Johnny looks too. It’s like the sea is on fire, burning red where the sun meets the ocean, fading out into a gentler pink across the entire sky. Something wells up inside of Johnny and he feels so lucky to be here, to have red blood cells flinging oxygen around his body so he can witness this moment, breathing it in and out so hopefully it gets lodged somewhere inside his veins too and he never loses it. Out of his periphery he notices something and turns his head only to almost collide with Yuta’s phone.

“Woah, warn a guy before you shove a phone in his face!” Johnny tries to joke but the intention stills when he sees the look on Yuta’s face. He’s staring so hard at him Johnny starts to shift where he’s seated, unused to such a strong gaze. Yuta hums and slightly shakes his head, the seaside wind pushing his long hair to the side.

“You know, you really look exactly like my painting right now, I feel like I can’t take my eyes off of you right now.”

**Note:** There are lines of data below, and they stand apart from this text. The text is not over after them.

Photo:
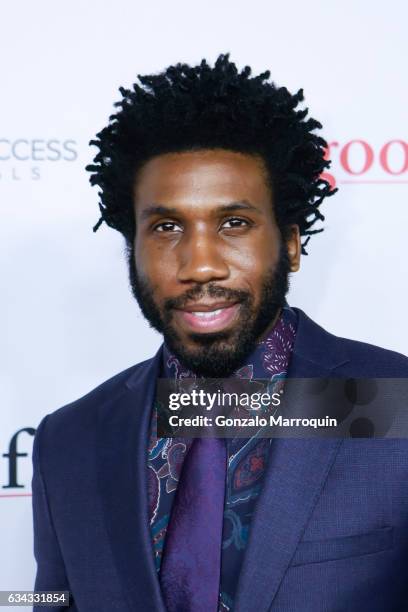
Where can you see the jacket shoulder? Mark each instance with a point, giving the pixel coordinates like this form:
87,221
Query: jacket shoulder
375,361
82,411
348,357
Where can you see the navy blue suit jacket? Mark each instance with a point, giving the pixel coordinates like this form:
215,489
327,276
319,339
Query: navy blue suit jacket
330,532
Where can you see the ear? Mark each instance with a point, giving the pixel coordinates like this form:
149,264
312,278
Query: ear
294,247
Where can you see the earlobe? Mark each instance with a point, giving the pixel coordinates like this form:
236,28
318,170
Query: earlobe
294,248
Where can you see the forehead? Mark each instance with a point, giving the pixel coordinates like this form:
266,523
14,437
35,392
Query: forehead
203,177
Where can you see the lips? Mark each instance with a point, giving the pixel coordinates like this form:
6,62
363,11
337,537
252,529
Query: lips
207,317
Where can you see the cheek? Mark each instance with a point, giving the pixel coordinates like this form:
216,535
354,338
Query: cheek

“Oh.” Is all Johnny can breathe out.

Yuta holds up his phone with a photo displayed of Johnny just moments ago and he’s right. Johnny looks at peace, and he looks pink, red, gold, and good. He feels good too, for the first time in a long time feels connected to the image he sees and what he feels. No longer just the difference between being a body and _being_ a body. He doesn’t even realize his eyes have welled up until Yuta thumbs away a tear and places a kiss on his cheek.

Always being in a state of fear is hard to grow from, it shapes the way your body responds, reacts, learns. Johnny has struggled to shake the fear that comes with expecting bad things to happen, the constant anticipation of now! The bad thing will happen, or if not now then… now! Coming out as trans was exactly the drop of a hat he had expected and the fear has echoed after him since, like it's waiting for some new tragedy to befall him. Right now though, he thinks he’s slowly learning that maybe good things can come to him too. Goodness is something he can be as well. The pair pack up soon to drive home, the drive isn’t quiet and there’s traffic, their neighbor even managed to be extra noisy tonight, but that’s okay. Johnny and Yuta smile at each other and know this is experience, this is being alive. _It ebbs and flows but I think maybe it is okay to be everything and nothing, I think I’ll figure out how to be both and you’ll be right there with me._

**Author's Note:**

> this is not really proofread, and at many points during the creation of this i did not really think i was even going to be able to go through with writing it, but i am glad that i did. i really enjoy parts of this short piece and i hope that if you read this far you liked it too :) thanks for stopping by and thank you to everyone who has given me even a morsel of encouragement.